MVP not as valuable as some might say
Sunday night, between watching Bob Dole hawk cola products and seeing an unfortunate spill of a BudLight ruin an otherwise romantic night, I was able to take in the Ravens' demolition of the Giants in Super Bowl XXXV. In a game that was about as enthralling as the Fiesta Bowl, I only kept watching to see who would be named the game's MVP.
Much to my dismay, the honor went to Ray Lewis, Baltimore's star middle linebacker and anchor of the Ravens' killer defense. Greg Gumbel, CBS' lead play-by-play man, only added to my exasperation when he took a timeout from promoting Survivor II to call Lewis a great individual following a post-game interview.
Now, I'm one of those people who wince at the overuse of the word great. I like to reserve such superlatives for Jesus Christ, Joe Montana, and maybe Britney Spears' performance at the American Music Awards, but calling Lewis great, that's like saying Lucifer was a good angel, or that Scott Norwood was a good placekicker.
If Ray Lewis is a great individual then Saddam Hussein ought to be canonized.
This is the same Ray Lewis who, just a year ago while attending the Super Bowl as a spectator, was involved in a fight which ended in the death of two men. While no one will ever know if Lewis actually inflicted the fatal wounds or not, it is certain that he fled the scene with his friends, both suspects.
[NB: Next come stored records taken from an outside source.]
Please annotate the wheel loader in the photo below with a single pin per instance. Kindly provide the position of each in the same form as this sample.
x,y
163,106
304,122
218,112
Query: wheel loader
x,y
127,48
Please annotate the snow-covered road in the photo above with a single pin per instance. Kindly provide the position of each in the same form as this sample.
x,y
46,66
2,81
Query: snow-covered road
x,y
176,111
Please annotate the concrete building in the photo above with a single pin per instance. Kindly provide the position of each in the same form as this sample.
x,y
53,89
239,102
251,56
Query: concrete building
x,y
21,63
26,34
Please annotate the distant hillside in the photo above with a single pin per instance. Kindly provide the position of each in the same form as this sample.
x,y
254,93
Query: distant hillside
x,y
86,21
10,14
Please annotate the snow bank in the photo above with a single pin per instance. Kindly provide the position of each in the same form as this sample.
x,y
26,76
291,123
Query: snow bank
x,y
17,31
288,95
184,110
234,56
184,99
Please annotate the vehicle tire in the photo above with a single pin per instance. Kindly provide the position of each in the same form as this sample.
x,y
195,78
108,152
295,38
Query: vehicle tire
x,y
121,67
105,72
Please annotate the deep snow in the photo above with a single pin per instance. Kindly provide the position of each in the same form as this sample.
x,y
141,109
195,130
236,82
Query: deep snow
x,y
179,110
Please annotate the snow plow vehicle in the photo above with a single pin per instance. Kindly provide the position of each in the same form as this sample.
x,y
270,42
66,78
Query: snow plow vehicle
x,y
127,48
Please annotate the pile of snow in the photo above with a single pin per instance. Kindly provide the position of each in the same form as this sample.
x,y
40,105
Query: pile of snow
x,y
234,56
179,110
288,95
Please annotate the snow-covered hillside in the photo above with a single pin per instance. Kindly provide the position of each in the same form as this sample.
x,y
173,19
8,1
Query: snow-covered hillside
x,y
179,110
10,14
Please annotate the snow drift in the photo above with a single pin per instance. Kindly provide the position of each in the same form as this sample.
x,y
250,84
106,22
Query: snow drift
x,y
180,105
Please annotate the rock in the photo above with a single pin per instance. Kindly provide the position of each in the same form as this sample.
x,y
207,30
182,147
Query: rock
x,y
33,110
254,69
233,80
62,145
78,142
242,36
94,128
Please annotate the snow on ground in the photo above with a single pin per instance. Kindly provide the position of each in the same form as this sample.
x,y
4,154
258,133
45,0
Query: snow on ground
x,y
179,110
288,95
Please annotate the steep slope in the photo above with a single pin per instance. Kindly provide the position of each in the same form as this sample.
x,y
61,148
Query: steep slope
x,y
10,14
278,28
It is also quite true that Lewis refused to cooperate with a police investigation, and during his double murder trial avoided a stiff jail sentence by copping a plea with a prosecution no more competent than the one that tried to squeeze The Juice.
One might surmise that Lewis would be humbled by this experience, that he would realize how lucky he was to be on the field for this Super Bowl instead of behind bars. But not this Ray Lewis. This Ray Lewis views the whole incident as a nuisance, and had even the gall to complain to a popular magazine that last year's trial forced him to miss the Pro Bowl.
You might think that Lewis would have apologized to the victims' families until he was blue in the face. Any great man would have, right? Not Ray Lewis.
He's never spoken with the families of either of the victims. Ray Lewis doesn't even consider them victims. He claims he was victimized, and "wrongly imprisoned." Obviously Lewis failed to schedule the classes at his alma mater, the University of Miami, that covered the accessory to murder section of the law.
OK, so maybe he's no humanitarian but it would probably be a safe bet to say that Lewis, given where he was a year ago, would shun the spotlight and let his play on the field speak for itself, right?
Nope, not Ray Lewis, owner of perhaps the planet's largest ego, who, while being introduced to the world before the game, launched into a foolish dance routine that resembled Ricky Martin in spasm.
Adding to Ray Lewis' greatness are the four illegitimate children he has sired. But don't worry, Ray is a "great" father. In a recent article that appeared in ESPN The Magazine, Lewis proclaimed, "Friday night is family night."
That's one night out of seven that the great Ray spends with his children. That's barely enough time to teach them to breakdance.
In the end, things worked out for the incomparable Ray Lewis. He didn't lose the game, and it doesn'?1
t bother him that two families lost loved ones. But what Ray Lewis did lose is my respect.
One night a week with the kids? Who knows what goes on the other six nights? Well, the families of two men do.
The views expressed in this column are those of the author and not necessarily those of the Observer.